In the task repo, we provide the code, results, and downloadable trained models for our baseline system. We also provide the evaluation script and other helpful scripts for loading and processing the task data, to facilitate easy building of novel systems.

Training Conditions

In this task, there are two tracks that participants may participate in. In the closed track, systems are trained solely on input sentences and glosses. In the open track, systems may additionally make use of morphological segmentations during training time. In the open track, participants may additionally use any data and resources (including dictionaries and pretrained language models). The only exception is additional interlinear glossed data which is not allowed. For the open track, we also provide some extra information like POS tags for a subset of the languages.


The main evaluation metric for the competition is token accuracy. Systems are evaluated w.r.t. generation of fully glossed tokens (chiens → dog-PL).
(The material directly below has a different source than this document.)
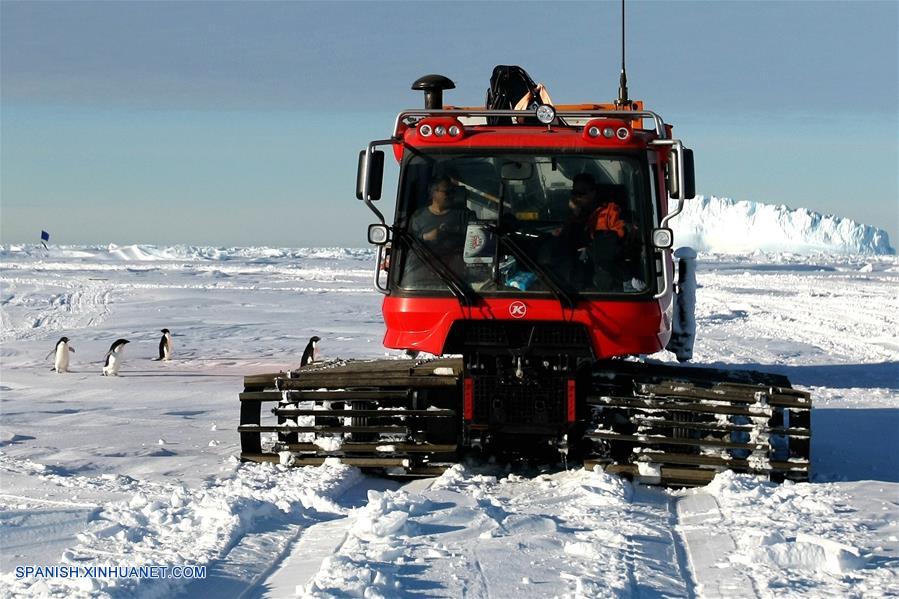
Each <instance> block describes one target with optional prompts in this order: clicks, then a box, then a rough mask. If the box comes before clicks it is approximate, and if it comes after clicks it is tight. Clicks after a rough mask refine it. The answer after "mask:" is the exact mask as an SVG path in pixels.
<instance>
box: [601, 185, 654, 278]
mask: <svg viewBox="0 0 899 599" xmlns="http://www.w3.org/2000/svg"><path fill="white" fill-rule="evenodd" d="M623 199H624V198H620V197H617V196H615V195H613V194H612V193H609V194H608V196H607V197H605V198H601V200H604V201H601V202H600V205H599V207H598V208H596V210H594V211H593V214H591V215H590V218H589V222H588V225H587V230H588V234H589V236H590V238H591V242H590V257H591V258H592V261H593V286H594V287H595V288H596V289H597V290H599V291H624V290H625V286H626V282H627V283H630V287H629V288H628V289H627V290H636V291H642V290H643V288H645V284H643V282H642V281H640V280H639V278H637V275H638V274H639V273H637V272H632V271H633V270H634V268H635V265H639V261H638V260H637V259H636V257H635V256H634V255H633V254H634V250H635V249H636V250H637V253H638V254H639V247H640V244H639V239H638V237H639V235H638V232H637V229H636V227H635V226H634V225H633V224H632V223H629V222H628V221H627V220H626V218H625V212H624V209H623V207H622V200H623Z"/></svg>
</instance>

We will also separately evaluate glossing accuracy on bound morphemes like PL and free morphemes, i.e. stems, like dog.

Important Dates and Deadlines

  • April 1: Release of surprise language training and development data
  • April 24: Release of test data for all languages
  • April 27: Test predictions should be submitted to organizers
  • May 15: System description paper submission deadline
  • May 25: Notification of paper acceptance
  • May 30: Camera ready deadline for system description papers


  • Michael Ginn (University of Colorado)
  • Mans Hulden (University of Colorado)
  • Sarah Moeller (University of Florida)
  • Garrett Nicolai (University of British Columbia)
  • Alexis Palmer (University of Colorado)
  • Miikka Silfverberg (University of British Columbia)
  • Anna Stacey (University of British Columbia)

Read more

By the way, @SarahRMoeller and @alexispalmer are local heroes and I suspect might be willing to field questions. :slight_smile:

1 Like

I’d consider myself a “linguistic data guy”, and I’m big on IGT. I know the Leipzig Glossing Rules by heart and am working on a morphological parser for Yawarana. I am fluent in python and regularly manipulate large amounts of IGT using pandas.

However, I have absolutely zero experience in “actual” NLP, mainly because I am not interested in big languages. How can I participate/contribute in this / how would somebody like me get started in NLP @SarahRMoeller and @alexispalmer?


@fmatter I confess that I was thinking some similar thoughts.

I wonder if there is room for some sort of track about “next-to-no resource” languages — languages where there just isn’t enough data to do much NLP at all, and the primary computational question boils down to questions about user interfaces for producing very early stage (and to some extent uncertain) corpora that are nonetheless as granularly annotated as possible?

Sorry for the late reply but this happens every year so it is worth it :slight_smile: Shared Tasks are great for discovering and testing new algorithms for NLP in low-resource settings. In that way, they are a better fit for computer science teams. I worked with a team one year and felt that I was able to add little as a linguist. One way to be involved is to recruit a team from, say, your computer science department, to see what they can do.

This year I was pretty much provided the endangered language data. So that is another way OWLs (ordinary working linguists) can be involved.

What I loved this year is that we have a track specifically for field data (most times it is highly curated data). Miikka Silfverberg headed that up. The papers should be posted at by the end of this month and hopefully we gain some good insights about working with documentary data.

From these competitions we learn that so much is possible with low-resource and even next-to-no-resource languages. But unfortunately, without software interfaces, the algorithms remain mostly inaccessible to OWLs.